So, volume of a wall constructed with the bricks \( = l \times b \times h = 24 \times 0.4 \times 6 = \frac{24 \times 4 \times 6}{10} \text{ m}^3 \).
Now, \( \frac{1}{10} \text{th volume of a wall} = \frac{1}{10} \times \frac{24 \times 4 \times 6}{10} = \frac{24 \times 4 \times 6}{10^2} \text{ m}^3 \).
and Length of a brick \( (l_1) = 25 \text{ cm} = \frac{25}{100} \text{ m} \), Breadth of a brick \( (b_1) = 16 \text{ cm} = \frac{16}{100} \text{ m} \), Height of a brick \( (h_1) = 10 \text{ cm} = \frac{10}{100} \text{ m} \).
So, volume of a brick \( = l_1 \times b_1 \times h_1 = \frac{25}{100} \times \frac{16}{100} \times \frac{10}{100} = \frac{25 \times 16 \times 10}{10^6} = \frac{25 \times 16}{10^5} \text{ m}^3 \).
From Eq. (i),
Number of bricks \( = \frac{\frac{24 \times 4 \times 6}{10} - \frac{24 \times 4 \times 6}{100}}{\frac{25 \times 16}{10^5}} = \frac{\frac{24 \times 4 \times 6}{100} \times 9}{\frac{25 \times 16}{10^5}} \)
\( = \frac{24 \times 4 \times 6 \times 9 \times 1000}{25 \times 16} = 24 \times 6 \times 9 \times 10 = 12960 \).
Hence, the required number of bricks used in constructing the wall is 12960.

Question. Water is flowing at the rate of 5 km/h through a pipe of diameter 14 cm into a rectangular tank which is 50 m long and 44 m wide. Determine the time in which the level of the water in the tank will rise by 7 cm.
Answer: Sol. Suppose, the level of the water in the tank will rise by 7 cm in \( x \text{ h} \).
Since, the water is flowing at the rate of 5 km/h. Therefore, length of the water flow in \( x \text{ h} = 5x \text{ km} = 5000x \text{ m} \) [\( \because 1 \text{ km} = 1000 \text{ m} \)].
We have, diameter of cylindrical pipe \( = 14 \text{ cm} \).
\( \therefore \) Radius of cylindrical pipe, \( r = \frac{14}{2} = 7 \text{ cm} = \frac{7}{100} \text{ m} \).
Volume of the water flowing through the cylindrical pipe in \( x \text{ h} = \pi r^2 h = \frac{22}{7} \times \left( \frac{7}{100} \right)^2 \times 5000x = 77x \text{ m}^3 \).
Also, volume of the water that falls into the tank in \( x \text{ h} = l \times b \times h = 50 \times 44 \times \frac{7}{100} = 154 \text{ m}^3 \)
[\( \because l = 50 \text{ m, } b = 44 \text{ m and } h = \text{radius} = \frac{7}{100} \text{ m} \)]
\( \because \text{Volume of the water flowing through the cylindrical pipe in } x \text{ h} = \text{Volume of water that falls in the tank in } x \text{ h} \)
\( \Rightarrow 77x = 154 \Rightarrow x = 2 \)
Hence, the level of water in the tank will rise by 7 cm in 2 h.

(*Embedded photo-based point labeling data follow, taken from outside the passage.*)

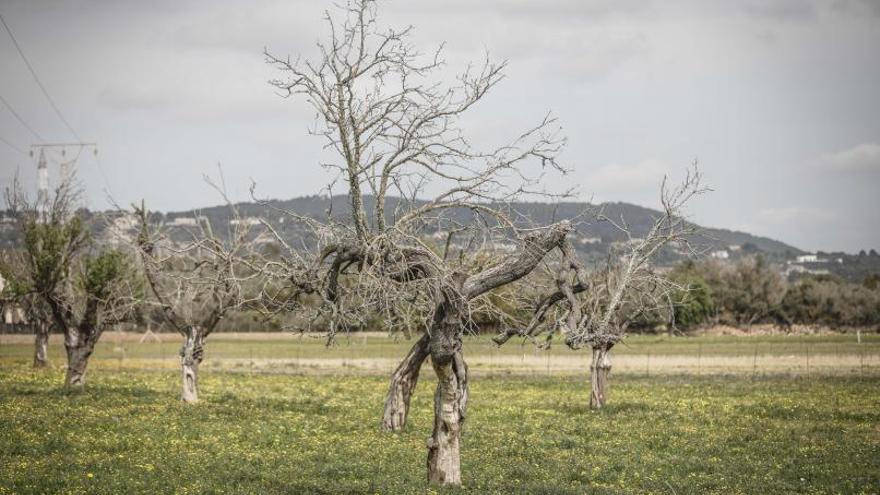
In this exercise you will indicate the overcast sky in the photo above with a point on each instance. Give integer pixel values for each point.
(778, 100)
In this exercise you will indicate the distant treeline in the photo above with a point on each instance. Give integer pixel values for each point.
(752, 291)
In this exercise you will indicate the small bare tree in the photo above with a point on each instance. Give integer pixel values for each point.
(595, 309)
(84, 288)
(35, 311)
(395, 130)
(195, 282)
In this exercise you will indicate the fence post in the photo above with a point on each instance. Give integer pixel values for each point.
(755, 362)
(699, 359)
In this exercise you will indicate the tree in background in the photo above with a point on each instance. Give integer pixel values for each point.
(594, 309)
(195, 282)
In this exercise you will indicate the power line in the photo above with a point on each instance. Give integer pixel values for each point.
(16, 148)
(37, 79)
(20, 120)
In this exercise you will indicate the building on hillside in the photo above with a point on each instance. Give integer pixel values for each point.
(721, 254)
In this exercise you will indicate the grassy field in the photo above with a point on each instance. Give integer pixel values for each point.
(301, 432)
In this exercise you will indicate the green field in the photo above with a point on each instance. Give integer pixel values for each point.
(296, 431)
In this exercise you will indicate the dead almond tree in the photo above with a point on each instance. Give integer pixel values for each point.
(15, 293)
(594, 309)
(394, 128)
(84, 288)
(195, 280)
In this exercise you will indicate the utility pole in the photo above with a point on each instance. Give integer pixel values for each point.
(66, 167)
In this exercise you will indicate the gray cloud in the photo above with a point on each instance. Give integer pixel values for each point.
(760, 92)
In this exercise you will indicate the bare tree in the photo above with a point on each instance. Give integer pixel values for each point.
(395, 131)
(85, 289)
(16, 295)
(595, 308)
(195, 282)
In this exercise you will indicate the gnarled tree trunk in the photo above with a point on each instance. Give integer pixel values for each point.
(41, 344)
(403, 383)
(450, 406)
(79, 349)
(190, 357)
(600, 367)
(451, 396)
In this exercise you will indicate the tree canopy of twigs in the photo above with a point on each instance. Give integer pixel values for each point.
(394, 129)
(84, 288)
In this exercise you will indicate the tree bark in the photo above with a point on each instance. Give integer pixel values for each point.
(600, 367)
(451, 396)
(450, 405)
(403, 384)
(78, 352)
(190, 357)
(41, 345)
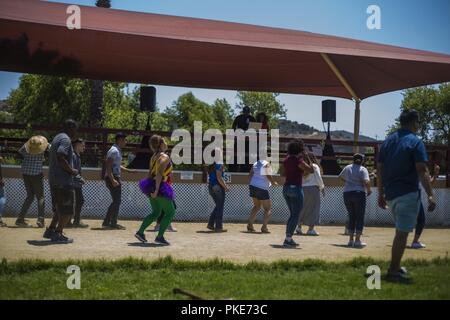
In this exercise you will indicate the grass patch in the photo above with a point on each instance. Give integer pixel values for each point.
(133, 278)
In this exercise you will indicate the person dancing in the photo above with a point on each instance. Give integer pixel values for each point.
(313, 186)
(162, 196)
(294, 167)
(260, 180)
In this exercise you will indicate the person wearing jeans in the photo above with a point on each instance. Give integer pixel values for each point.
(2, 195)
(33, 157)
(217, 188)
(78, 182)
(112, 180)
(294, 167)
(357, 182)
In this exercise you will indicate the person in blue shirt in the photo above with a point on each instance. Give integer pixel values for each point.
(217, 188)
(402, 163)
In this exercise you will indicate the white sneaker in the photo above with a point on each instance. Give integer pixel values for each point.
(359, 244)
(418, 245)
(312, 233)
(170, 228)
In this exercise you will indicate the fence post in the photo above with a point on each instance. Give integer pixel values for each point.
(447, 171)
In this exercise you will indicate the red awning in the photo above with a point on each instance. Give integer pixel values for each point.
(167, 50)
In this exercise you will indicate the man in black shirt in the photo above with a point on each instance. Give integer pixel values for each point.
(243, 120)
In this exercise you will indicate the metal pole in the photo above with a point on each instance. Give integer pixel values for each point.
(356, 127)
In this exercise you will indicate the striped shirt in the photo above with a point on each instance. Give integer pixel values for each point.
(31, 163)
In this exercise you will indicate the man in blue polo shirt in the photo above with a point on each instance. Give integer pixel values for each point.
(402, 162)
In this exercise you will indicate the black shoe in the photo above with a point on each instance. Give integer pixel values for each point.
(399, 277)
(22, 223)
(162, 241)
(140, 237)
(117, 226)
(290, 244)
(60, 238)
(49, 233)
(40, 222)
(69, 225)
(80, 225)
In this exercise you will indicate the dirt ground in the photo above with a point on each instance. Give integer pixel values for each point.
(194, 242)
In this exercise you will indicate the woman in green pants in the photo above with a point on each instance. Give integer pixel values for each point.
(162, 195)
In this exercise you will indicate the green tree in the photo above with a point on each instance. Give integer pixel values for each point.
(187, 109)
(49, 100)
(433, 105)
(223, 113)
(263, 102)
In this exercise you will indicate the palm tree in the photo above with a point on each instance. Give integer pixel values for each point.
(96, 106)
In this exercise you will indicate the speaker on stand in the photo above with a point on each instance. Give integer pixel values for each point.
(147, 103)
(329, 162)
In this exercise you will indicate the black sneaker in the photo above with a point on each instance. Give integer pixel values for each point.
(117, 226)
(140, 237)
(290, 244)
(40, 222)
(49, 233)
(22, 223)
(399, 277)
(220, 230)
(60, 238)
(80, 225)
(69, 225)
(162, 241)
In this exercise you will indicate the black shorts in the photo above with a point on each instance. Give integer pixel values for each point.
(259, 193)
(63, 199)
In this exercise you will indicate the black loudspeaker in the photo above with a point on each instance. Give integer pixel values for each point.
(329, 111)
(148, 99)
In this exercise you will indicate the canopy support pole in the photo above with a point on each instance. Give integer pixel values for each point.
(350, 90)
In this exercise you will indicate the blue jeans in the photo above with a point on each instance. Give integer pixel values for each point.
(355, 202)
(218, 195)
(294, 198)
(2, 201)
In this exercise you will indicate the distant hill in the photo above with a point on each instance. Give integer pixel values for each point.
(295, 129)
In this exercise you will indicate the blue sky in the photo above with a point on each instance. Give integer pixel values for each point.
(419, 24)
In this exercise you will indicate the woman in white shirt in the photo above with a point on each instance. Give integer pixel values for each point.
(260, 179)
(312, 187)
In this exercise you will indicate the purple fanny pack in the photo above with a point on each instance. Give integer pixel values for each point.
(148, 186)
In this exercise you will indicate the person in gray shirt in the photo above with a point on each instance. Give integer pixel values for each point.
(78, 182)
(357, 182)
(113, 167)
(60, 176)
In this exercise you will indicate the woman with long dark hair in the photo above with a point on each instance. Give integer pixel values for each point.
(294, 168)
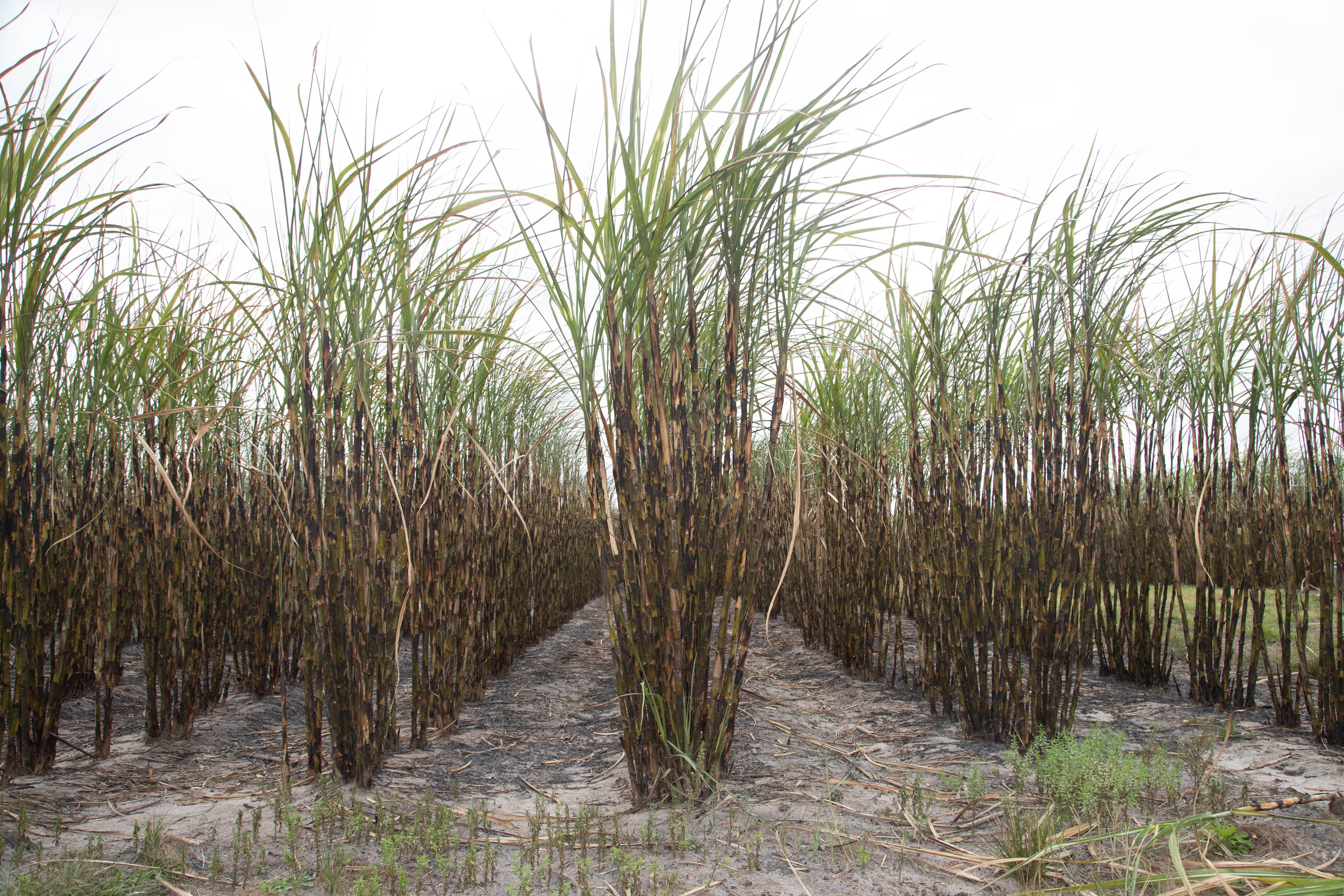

Question. Two identical cubes each of volume \( 64 \text{ cm}^3 \) are joined together end to end. What is the surface area of the resulting cuboid?
Answer: Let the length of a side of a cube = \( a \text{ cm} \).
Given, volume of the cube, \( a^3 = 64 \text{ cm}^3 \implies a = 4 \text{ cm} \).
On joining two cubes, we get a cuboid whose length, \( l = 2a = 8 \text{ cm} \), breadth, \( b = a = 4 \text{ cm} \), and height, \( h = a = 4 \text{ cm} \).
Now, surface area of the resulting cuboid \( = 2(lb + bh + hl) = 2(8 \times 4 + 4 \times 4 + 4 \times 8) = 2(32 + 16 + 32) = 2(80) = 160 \text{ cm}^2 \).

Question. How many shots each having diameter \( 3 \text{ cm} \) can be made from a cuboidal lead solid of dimensions \( 9 \text{ cm} \times 11 \text{ cm} \times 12 \text{ cm} \)?
Answer: Given, dimensions of cuboidal solid = \( 9 \text{ cm} \times 11 \text{ cm} \times 12 \text{ cm} \).
Volume of cuboidal lead solid = \( 9 \times 11 \times 12 = 1188 \text{ cm}^3 \).
Diameter of shot = \( 3 \text{ cm} \). Radius of shot, \( r = 1.5 \text{ cm} \).
Volume of one shot = \( \frac{4}{3} \pi r^3 = \frac{4}{3} \times \frac{22}{7} \times (1.5)^3 = \frac{297}{21} \approx 14.143 \text{ cm}^3 \).
Required number of shots = \( \frac{1188}{14.143} \approx 84 \text{ shots} \).

Question. 16 glass spheres each of radius \( 2 \text{ cm} \) are packed into a cuboidal box of internal dimensions \( 16 \text{ cm} \times 8 \text{ cm} \times 8 \text{ cm} \) and then the box is filled with water. Find the volume of water filled in the box.
Answer: Given, dimensions of the cuboidal box = \( 16 \text{ cm} \times 8 \text{ cm} \times 8 \text{ cm} \).
Volume of the cuboidal box = \( 16 \times 8 \times 8 = 1024 \text{ cm}^3 \).
Radius of one glass sphere = \( 2 \text{ cm} \).
Volume of one glass sphere = \( \frac{4}{3} \pi r^3 = \frac{4}{3} \times \frac{22}{7} \times (2)^3 = \frac{704}{21} \approx 33.523 \text{ cm}^3 \).
Now, volume of 16 glass spheres = \( 16 \times 33.523 \approx 536.37 \text{ cm}^3 \).
Required volume of water = Volume of cuboidal box \( - \) Volume of 16 glass spheres = \( 1024 - 536.37 = 487.6 \text{ cm}^3 \).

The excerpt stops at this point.